各店舗のラインと並列する形で、仕入れを担当する部門統括課という組織を設置しました。店舗の組織で言えば店長と副店長の中間に位置します。役割はバイヤーとほぼ同じですが、バイイングパワーで引っ張るバイヤーの強いイメージとは異なり、各店長、店舗と連動して課題解決に当たるイメージなので、略して「統括」と呼んでいます。たとえば、競合店対策として店長が品揃えや店を変化させたいと考えても限界があるので、統括と連動できる体制にしました。それは、店長自身のレベルアップと、常に競合店の意識を持って、引っ張っていくことを求められるということです。価格戦略では、榛名店だけ下げるのではなく、全店で下げることで競合対策になるので、1店舗が強化すれば、全体的に強化できる、うおかつの相乗効果を期待しています。加えて、お店を熟知しているのは店長なので、常にお客様とふれあって話を聞いて状況が判断でき、それを統括に伝えていくという形にしたいと思います。

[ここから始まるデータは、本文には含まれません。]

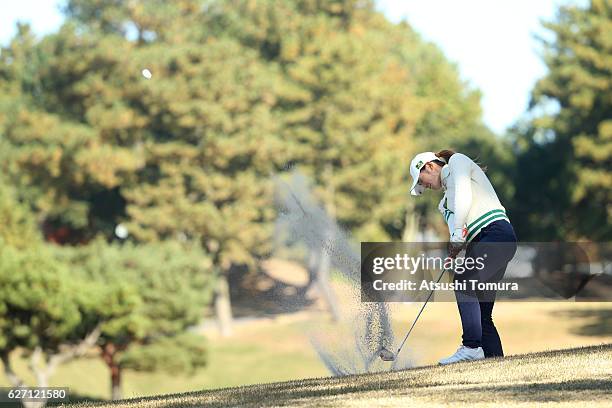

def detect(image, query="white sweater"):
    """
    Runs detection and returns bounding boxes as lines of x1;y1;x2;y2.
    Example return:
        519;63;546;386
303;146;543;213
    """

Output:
438;153;510;242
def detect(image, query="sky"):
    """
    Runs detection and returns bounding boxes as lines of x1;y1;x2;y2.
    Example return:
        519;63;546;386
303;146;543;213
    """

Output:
0;0;583;134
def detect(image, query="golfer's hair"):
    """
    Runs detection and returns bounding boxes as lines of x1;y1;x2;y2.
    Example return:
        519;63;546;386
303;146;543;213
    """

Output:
434;150;487;171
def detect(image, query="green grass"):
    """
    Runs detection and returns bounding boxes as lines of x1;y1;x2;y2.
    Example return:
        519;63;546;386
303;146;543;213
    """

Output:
58;344;612;408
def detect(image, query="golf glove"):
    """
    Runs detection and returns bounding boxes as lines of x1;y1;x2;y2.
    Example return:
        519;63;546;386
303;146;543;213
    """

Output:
448;227;467;258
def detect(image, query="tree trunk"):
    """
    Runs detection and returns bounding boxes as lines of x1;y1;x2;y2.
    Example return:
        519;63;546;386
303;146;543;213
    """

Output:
215;274;233;337
110;364;121;401
102;343;121;401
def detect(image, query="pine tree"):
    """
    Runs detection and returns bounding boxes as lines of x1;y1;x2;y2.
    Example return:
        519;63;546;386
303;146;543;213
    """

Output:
517;0;612;240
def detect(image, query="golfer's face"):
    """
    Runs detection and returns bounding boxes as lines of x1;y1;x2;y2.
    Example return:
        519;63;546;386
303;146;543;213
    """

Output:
419;163;441;190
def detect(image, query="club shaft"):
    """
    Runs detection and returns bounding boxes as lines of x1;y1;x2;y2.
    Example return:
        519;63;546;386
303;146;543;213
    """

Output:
395;269;447;358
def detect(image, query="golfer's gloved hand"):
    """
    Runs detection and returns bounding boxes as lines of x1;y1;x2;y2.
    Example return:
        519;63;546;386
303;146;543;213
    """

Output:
448;227;467;258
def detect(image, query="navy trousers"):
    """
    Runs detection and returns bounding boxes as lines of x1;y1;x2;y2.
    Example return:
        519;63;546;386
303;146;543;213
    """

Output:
454;220;517;357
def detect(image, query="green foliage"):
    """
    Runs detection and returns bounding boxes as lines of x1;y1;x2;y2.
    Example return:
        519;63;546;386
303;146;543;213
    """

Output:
516;0;612;240
0;176;42;249
0;240;93;354
59;240;212;348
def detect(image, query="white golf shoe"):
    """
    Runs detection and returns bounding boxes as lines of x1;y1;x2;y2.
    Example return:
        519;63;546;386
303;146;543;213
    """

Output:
440;346;484;365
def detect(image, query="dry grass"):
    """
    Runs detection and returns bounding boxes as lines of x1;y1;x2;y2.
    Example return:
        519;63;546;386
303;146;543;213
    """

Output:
58;344;612;408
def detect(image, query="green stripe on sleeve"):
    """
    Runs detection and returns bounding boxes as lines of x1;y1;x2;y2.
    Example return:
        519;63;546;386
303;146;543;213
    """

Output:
468;209;506;230
465;213;510;241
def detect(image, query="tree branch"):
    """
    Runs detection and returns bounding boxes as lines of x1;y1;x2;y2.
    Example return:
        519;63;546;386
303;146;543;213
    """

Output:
47;324;102;374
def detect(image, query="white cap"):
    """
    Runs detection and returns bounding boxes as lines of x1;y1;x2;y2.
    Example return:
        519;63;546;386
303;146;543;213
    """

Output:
410;152;444;195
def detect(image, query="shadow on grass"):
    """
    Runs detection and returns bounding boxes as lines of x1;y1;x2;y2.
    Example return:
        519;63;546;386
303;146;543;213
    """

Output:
46;391;108;407
553;308;612;336
444;378;612;404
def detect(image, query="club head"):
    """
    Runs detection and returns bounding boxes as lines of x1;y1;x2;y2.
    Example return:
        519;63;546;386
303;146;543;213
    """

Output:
378;347;395;361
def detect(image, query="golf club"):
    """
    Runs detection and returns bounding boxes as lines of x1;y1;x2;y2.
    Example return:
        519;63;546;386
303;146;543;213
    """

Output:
378;269;448;361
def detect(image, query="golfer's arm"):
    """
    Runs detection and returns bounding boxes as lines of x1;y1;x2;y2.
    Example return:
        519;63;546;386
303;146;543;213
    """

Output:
449;155;472;233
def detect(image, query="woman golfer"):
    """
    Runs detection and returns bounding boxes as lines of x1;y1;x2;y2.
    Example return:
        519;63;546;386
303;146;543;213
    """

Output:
410;150;516;364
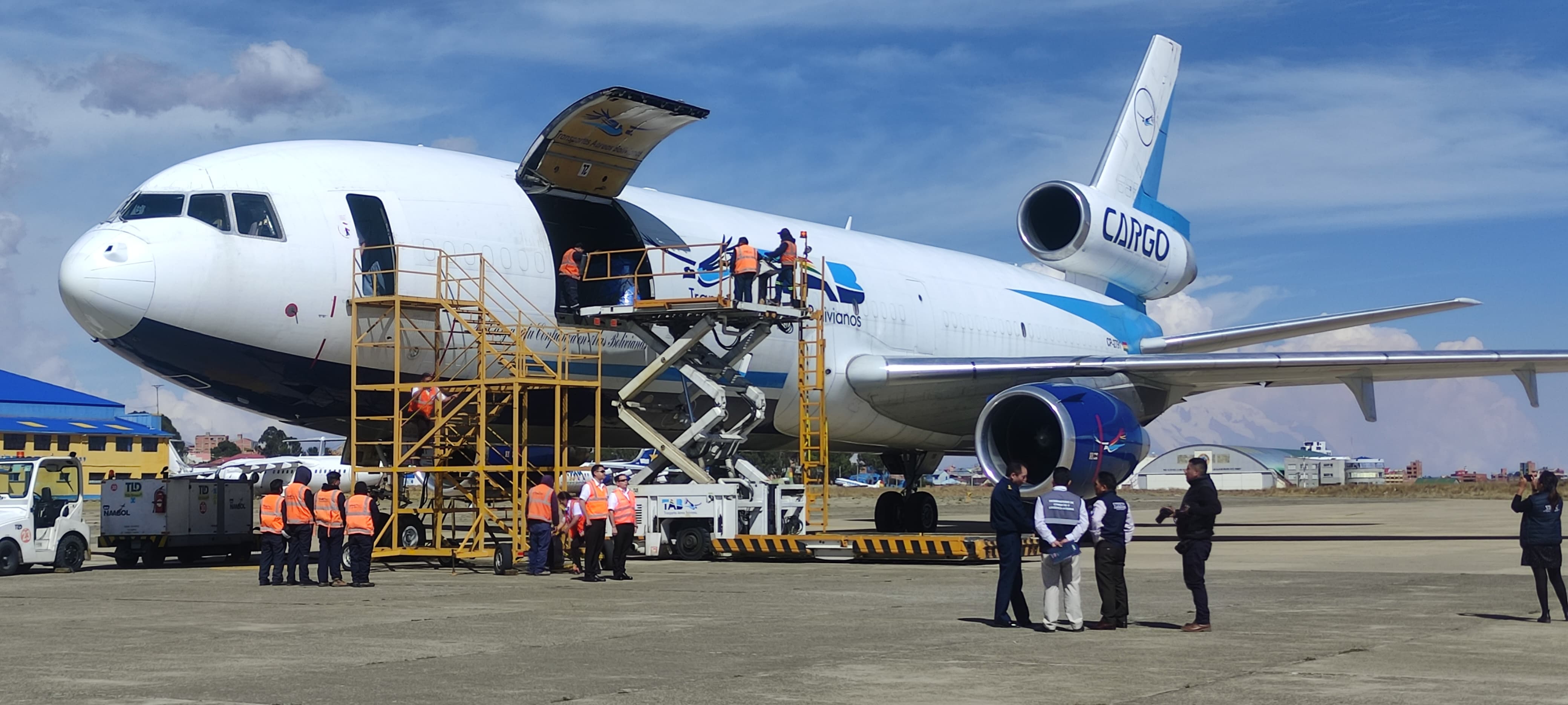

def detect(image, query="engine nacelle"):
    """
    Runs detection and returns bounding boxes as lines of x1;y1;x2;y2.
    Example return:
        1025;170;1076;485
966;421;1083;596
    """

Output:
975;382;1149;497
1018;182;1198;299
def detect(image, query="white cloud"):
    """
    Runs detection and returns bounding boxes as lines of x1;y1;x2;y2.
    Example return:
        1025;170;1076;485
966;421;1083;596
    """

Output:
78;41;343;121
430;136;480;153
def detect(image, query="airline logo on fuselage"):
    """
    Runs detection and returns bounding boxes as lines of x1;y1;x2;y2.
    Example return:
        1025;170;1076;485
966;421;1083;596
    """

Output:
1099;207;1171;262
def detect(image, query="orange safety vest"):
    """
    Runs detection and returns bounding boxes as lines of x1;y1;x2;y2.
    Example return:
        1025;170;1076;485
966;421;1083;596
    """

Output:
315;490;343;528
528;483;555;522
408;387;441;417
343;495;376;536
566;497;588;536
735;245;757;274
284;483;315;525
610;487;637;526
262;495;284;534
583;479;610;522
560;248;583;279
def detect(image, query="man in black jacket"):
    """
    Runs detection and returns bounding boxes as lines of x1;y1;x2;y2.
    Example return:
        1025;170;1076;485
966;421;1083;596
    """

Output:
1160;456;1220;632
991;462;1035;627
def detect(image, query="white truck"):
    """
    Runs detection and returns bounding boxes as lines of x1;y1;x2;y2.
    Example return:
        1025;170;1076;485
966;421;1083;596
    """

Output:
99;476;259;567
0;454;92;575
630;459;806;561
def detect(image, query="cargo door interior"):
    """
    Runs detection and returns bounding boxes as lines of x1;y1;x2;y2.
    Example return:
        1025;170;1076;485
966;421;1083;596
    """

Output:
518;86;709;306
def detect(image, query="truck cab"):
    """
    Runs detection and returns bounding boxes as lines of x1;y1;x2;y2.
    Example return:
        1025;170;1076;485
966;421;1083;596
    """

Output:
0;454;92;575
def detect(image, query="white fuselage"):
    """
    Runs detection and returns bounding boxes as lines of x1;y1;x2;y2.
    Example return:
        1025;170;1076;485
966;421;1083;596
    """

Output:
60;141;1151;450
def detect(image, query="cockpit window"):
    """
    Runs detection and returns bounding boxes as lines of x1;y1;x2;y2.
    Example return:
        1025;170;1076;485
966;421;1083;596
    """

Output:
185;193;229;232
119;193;185;221
234;193;282;238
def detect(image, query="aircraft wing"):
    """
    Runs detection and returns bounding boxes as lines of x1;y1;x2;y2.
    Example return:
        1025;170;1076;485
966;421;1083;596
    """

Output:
845;351;1568;434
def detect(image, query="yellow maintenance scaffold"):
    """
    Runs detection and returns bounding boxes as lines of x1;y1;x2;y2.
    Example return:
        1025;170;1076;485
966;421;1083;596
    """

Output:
348;245;604;573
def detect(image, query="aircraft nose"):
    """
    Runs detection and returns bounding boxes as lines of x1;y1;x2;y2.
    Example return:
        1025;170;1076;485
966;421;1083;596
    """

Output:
60;226;154;340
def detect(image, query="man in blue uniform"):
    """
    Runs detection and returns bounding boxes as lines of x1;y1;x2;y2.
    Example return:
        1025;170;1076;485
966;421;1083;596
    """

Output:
1085;473;1132;630
991;462;1035;627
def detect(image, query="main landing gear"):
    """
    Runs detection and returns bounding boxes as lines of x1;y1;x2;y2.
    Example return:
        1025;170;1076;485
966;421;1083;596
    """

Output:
875;451;942;534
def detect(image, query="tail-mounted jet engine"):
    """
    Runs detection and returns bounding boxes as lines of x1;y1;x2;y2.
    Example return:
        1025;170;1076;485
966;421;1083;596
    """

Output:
975;382;1149;497
1018;182;1198;299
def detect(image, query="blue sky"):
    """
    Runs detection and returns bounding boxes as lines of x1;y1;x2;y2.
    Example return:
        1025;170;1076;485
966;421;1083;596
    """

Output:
0;0;1568;471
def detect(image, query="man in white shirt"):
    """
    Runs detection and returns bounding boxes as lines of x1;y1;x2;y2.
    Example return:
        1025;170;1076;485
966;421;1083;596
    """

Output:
1035;467;1088;632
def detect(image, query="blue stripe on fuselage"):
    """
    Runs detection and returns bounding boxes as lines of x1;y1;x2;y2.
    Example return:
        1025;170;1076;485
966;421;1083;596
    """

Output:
1013;288;1165;353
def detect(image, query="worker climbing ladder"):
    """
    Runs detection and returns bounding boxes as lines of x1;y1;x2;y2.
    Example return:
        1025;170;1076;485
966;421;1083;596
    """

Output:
348;246;604;572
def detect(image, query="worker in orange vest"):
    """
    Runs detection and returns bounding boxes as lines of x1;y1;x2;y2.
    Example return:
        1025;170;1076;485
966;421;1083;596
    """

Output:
557;492;588;573
315;470;348;587
528;473;560;575
555;243;586;315
762;227;800;306
577;464;610;583
610;471;637;580
259;478;287;587
343;483;376;587
284;467;315;586
403;375;450;467
729;238;757;302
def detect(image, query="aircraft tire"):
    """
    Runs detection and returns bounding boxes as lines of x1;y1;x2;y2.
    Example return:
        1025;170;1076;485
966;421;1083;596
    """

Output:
669;526;714;561
876;492;903;534
903;492;936;534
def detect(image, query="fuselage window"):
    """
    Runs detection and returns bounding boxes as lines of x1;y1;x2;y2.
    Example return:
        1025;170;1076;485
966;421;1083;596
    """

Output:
119;193;185;221
185;193;229;232
234;193;282;240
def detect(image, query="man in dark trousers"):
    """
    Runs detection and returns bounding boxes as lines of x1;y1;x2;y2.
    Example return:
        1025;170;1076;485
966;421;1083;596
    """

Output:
260;478;288;586
315;470;348;587
343;483;376;587
1085;473;1132;632
284;467;315;586
991;462;1035;627
1159;456;1220;632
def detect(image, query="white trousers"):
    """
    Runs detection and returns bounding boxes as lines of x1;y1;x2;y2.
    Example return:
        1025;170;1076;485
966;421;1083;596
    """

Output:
1040;556;1084;630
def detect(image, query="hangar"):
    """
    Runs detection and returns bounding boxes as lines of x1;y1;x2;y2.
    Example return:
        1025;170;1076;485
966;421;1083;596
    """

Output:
1132;443;1322;490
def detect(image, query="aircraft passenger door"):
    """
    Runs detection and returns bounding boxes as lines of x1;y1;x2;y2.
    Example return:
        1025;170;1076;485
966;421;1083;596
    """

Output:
345;193;397;296
905;279;941;356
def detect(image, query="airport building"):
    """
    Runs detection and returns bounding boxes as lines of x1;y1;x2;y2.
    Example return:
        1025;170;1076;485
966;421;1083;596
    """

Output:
0;370;174;500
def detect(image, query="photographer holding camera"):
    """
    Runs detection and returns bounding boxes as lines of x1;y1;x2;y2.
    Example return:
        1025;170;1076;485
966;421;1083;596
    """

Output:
1513;470;1568;624
1156;456;1220;632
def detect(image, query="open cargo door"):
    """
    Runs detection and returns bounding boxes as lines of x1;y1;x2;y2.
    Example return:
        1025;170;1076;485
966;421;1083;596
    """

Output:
518;86;709;199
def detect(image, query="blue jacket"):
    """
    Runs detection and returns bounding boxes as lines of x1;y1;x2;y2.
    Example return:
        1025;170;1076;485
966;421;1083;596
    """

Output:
1513;492;1563;545
991;478;1035;536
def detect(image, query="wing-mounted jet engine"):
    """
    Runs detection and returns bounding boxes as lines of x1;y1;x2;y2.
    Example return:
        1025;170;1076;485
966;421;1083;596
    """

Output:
975;382;1149;497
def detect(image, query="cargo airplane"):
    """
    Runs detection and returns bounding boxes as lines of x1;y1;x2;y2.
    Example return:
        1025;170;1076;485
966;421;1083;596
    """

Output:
60;36;1568;529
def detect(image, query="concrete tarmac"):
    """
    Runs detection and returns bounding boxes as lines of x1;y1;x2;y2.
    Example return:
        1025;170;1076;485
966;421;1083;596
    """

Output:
0;498;1568;705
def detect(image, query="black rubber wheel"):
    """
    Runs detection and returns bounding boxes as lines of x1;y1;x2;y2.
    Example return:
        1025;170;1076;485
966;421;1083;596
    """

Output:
397;514;425;548
0;540;22;575
903;492;936;534
669;526;714;561
876;492;903;533
491;544;514;575
55;534;88;573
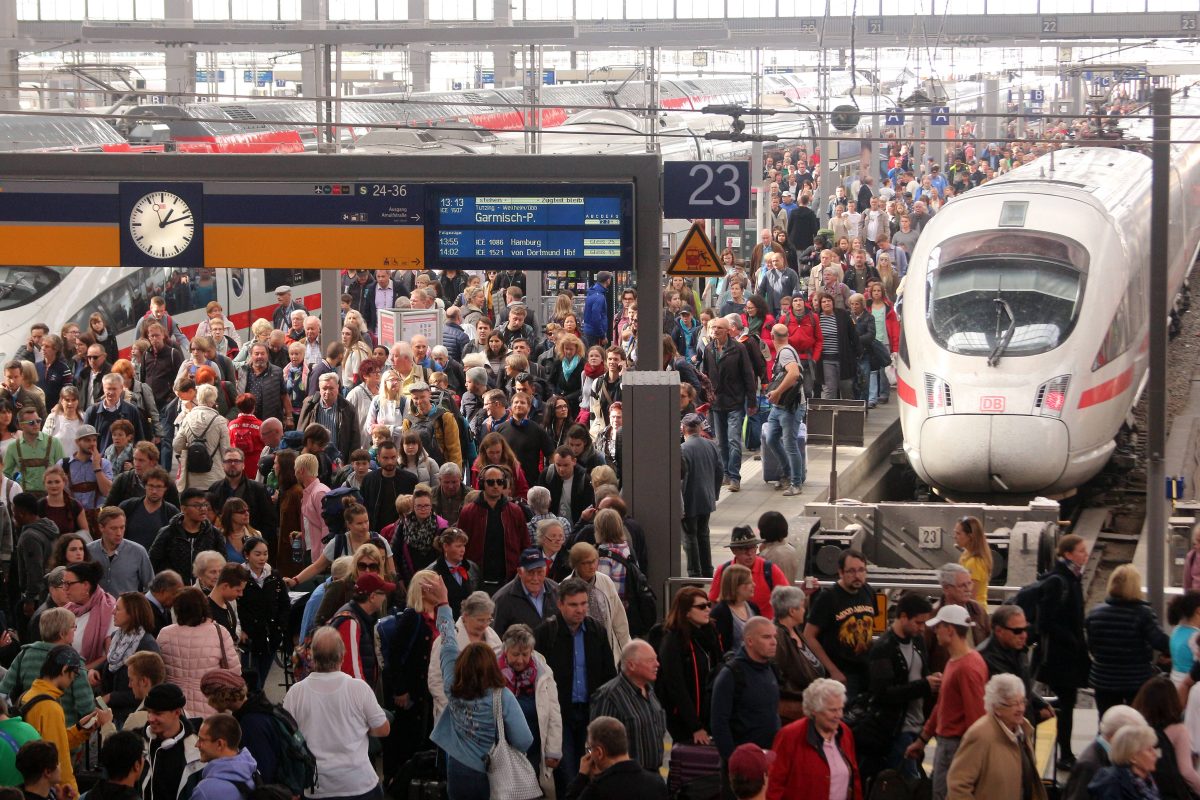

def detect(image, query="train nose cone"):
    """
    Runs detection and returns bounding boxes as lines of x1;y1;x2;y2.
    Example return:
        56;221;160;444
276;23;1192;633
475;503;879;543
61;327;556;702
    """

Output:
920;414;1069;493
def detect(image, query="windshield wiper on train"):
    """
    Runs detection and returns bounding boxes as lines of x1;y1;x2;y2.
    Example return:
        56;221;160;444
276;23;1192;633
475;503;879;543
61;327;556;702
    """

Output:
988;297;1016;367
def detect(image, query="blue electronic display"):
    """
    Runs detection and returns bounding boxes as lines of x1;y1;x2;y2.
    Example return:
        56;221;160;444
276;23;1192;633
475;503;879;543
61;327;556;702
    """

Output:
425;184;634;269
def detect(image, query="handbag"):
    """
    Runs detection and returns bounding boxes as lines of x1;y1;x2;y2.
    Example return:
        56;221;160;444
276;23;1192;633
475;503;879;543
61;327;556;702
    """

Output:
484;688;544;800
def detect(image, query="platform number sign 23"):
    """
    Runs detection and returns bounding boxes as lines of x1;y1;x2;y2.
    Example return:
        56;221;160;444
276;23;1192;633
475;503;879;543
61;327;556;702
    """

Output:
662;161;750;219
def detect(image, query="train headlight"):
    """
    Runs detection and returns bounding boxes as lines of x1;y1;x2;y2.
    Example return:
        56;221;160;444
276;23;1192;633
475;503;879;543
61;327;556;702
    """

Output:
1033;375;1070;419
925;372;954;416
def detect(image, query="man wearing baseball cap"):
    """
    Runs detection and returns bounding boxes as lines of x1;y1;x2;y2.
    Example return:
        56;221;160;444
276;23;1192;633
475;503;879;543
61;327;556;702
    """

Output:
329;572;396;686
728;744;775;800
142;684;204;800
905;606;988;800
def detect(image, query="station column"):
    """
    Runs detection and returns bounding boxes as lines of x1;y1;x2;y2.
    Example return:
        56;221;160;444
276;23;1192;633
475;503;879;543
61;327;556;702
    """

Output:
164;0;196;102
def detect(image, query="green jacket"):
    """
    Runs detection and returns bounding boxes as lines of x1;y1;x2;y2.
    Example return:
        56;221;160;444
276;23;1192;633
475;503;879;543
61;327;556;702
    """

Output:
0;642;96;728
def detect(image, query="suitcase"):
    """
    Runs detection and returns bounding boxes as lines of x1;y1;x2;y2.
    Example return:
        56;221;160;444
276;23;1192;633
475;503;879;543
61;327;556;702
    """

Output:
667;745;721;796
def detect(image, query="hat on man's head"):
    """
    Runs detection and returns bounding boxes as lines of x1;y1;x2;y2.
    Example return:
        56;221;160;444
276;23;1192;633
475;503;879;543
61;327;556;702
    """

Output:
521;547;546;570
727;744;775;781
925;606;974;627
730;525;762;548
142;684;187;711
354;572;396;595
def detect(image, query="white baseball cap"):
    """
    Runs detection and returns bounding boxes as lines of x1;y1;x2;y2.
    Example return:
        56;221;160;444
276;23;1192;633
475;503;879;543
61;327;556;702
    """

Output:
925;606;974;627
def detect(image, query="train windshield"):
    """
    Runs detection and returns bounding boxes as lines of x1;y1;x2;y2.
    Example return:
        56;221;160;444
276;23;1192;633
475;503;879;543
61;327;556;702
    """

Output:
0;266;71;311
928;230;1087;357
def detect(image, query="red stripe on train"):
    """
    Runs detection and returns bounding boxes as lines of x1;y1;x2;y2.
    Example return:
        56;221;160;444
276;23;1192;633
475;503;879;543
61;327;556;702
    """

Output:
1079;367;1133;408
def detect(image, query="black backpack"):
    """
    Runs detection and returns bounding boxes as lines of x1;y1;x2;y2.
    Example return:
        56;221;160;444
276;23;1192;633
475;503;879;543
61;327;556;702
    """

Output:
599;545;659;638
184;414;223;475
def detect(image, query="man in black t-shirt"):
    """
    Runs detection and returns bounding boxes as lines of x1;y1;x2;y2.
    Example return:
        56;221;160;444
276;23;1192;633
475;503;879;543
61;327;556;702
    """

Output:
804;551;875;703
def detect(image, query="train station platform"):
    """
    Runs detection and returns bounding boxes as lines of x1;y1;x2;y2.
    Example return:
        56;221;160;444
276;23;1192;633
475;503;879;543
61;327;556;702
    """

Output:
708;392;900;564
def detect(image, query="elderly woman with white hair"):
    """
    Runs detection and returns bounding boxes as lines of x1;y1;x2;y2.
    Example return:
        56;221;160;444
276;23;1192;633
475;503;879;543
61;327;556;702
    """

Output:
946;673;1046;800
499;622;563;799
172;384;229;492
526;501;571;581
1062;704;1146;800
767;678;863;800
569;542;631;663
1087;723;1162;800
427;591;504;723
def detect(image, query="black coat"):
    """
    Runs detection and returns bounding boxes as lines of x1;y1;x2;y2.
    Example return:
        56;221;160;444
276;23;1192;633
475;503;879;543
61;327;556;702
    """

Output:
533;614;617;709
1084;597;1170;693
787;205;821;252
566;759;667;800
1037;559;1092;686
654;625;724;745
702;337;758;411
541;464;595;523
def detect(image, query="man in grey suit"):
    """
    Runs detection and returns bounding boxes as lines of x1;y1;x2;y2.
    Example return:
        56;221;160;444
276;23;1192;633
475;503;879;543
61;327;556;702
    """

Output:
679;414;725;578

ーお客様とのふれあいとは、具体的にどんな方法を取られていますか?
当社には“天の声”というシステムがあります。従業員がお客様から聞いた声を店長に直接伝えたり、その声をデータ化して配付したりしています。社長がお客様の声ということで“天の声”と。お客様のささやきを拾って…。
ーお客様に聞くのではなしに?
そうです。わざわざ聞くと普段考えてないことまで言っちゃう(笑)。毎日来られるお客様も顔見知りになりますので、その時の会話を…。以前アンケートをとりましたが、やはりちょっとした会話のほうが直接的。お叱りも、おほめもありますが、多いのは以前はあった商品やイベントを復活してほしいという声。それらに対応しながら、新しいものも取り入れています。基本的に地域密着ですので、当然、店舗ごとに地元のお客様に対応した品揃えにしていくことも模索中です。
ー天の声は競合店の声も聞こえてきますか?
気を緩めると、あちらの方が安い、このコーナーは高いからあちらでとか…。競合店と比べていただいて、常にそういう状態を作ることでお客様も刺激になり、従業員にも刺激があるんです。それを忘れると、売上は落ちます。
ー競合店の話が出ましたが、事務所の標語に具体的な店名を記されてますね。
榛名店は本当にベイシアさんが近いんです。16年前にここがオープンして以来、対抗して、もう生きるか死ぬかの状況でした。毎日のように価格調査に来る状況の中で、先方は、数十店の1店舗、こちらはこの1店舗だけ。「ここで終わることはできない」という、内田店長を含めて当初から対抗してきた強い気持ちを、全店の競合対策にも生かさなくてはと思います。